Abgegrenzt wird das Rechtsgeschäft gemeinhin gegenüber Rechtshandlungen, bei denen die Rechtsfolge unabhängig vom Willen des Handelnden eintritt.[2]
Rechtsgeschäfte sind Ausfluss des Grundsatzes der Privatautonomie im bürgerlichen Recht. Das bedeutet, dass der Einzelne seine Lebensverhältnisse – im Rahmen der Vorgaben der Rechtsordnung – in eigener Verantwortung gestalten kann und darf. Da die Privatautonomie Kernbestandteil des Prinzips der Selbstbestimmung des Menschen (mit seinem Umfeld) ist, unterliegt diese dem verfassungsrechtlichen Schutz der (Artikel 1 und 2 GG).[3]

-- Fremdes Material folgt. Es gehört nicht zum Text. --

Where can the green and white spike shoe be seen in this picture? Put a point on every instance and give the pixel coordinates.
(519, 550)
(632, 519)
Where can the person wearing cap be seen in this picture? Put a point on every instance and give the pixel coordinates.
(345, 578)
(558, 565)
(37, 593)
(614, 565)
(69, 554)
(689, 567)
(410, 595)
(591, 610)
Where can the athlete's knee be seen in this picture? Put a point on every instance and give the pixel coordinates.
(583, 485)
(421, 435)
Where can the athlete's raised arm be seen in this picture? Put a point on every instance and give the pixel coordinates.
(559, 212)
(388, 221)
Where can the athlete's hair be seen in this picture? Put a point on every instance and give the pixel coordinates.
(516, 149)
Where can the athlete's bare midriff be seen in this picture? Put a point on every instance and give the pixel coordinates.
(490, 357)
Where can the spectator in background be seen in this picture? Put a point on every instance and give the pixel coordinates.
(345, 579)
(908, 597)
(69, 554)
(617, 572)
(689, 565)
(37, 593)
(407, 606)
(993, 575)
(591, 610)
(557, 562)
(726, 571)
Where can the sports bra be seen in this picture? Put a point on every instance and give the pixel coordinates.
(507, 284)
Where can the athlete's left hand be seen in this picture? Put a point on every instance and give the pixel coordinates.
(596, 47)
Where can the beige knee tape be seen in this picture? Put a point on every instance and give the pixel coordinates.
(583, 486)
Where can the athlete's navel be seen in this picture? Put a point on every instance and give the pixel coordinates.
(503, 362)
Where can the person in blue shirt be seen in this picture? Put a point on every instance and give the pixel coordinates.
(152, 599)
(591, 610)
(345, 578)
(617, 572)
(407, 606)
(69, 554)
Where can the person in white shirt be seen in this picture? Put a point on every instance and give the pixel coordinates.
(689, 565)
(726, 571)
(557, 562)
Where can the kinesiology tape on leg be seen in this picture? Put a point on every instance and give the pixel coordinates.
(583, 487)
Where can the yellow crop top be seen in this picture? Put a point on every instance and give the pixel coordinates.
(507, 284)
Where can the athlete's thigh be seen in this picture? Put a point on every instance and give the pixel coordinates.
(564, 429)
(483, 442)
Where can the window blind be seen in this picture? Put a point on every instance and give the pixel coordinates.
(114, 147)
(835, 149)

Um der Selbstbestimmung Ausdruck verleihen zu können, ist der einzelne berechtigt, Rechte und Pflichten zu begründen, abzuändern oder aufzuheben. Erscheinungsformen sind beispielsweise die Vertragsfreiheit, die Testierfreiheit oder die Eigentumsfreiheit. Das Rechtsgeschäft – ein erst in der Rechtswissenschaft des 18./19. Jahrhunderts etablierter Begriff – ist das Vehikel zur Verwirklichung der Privatautonomie.[4][5]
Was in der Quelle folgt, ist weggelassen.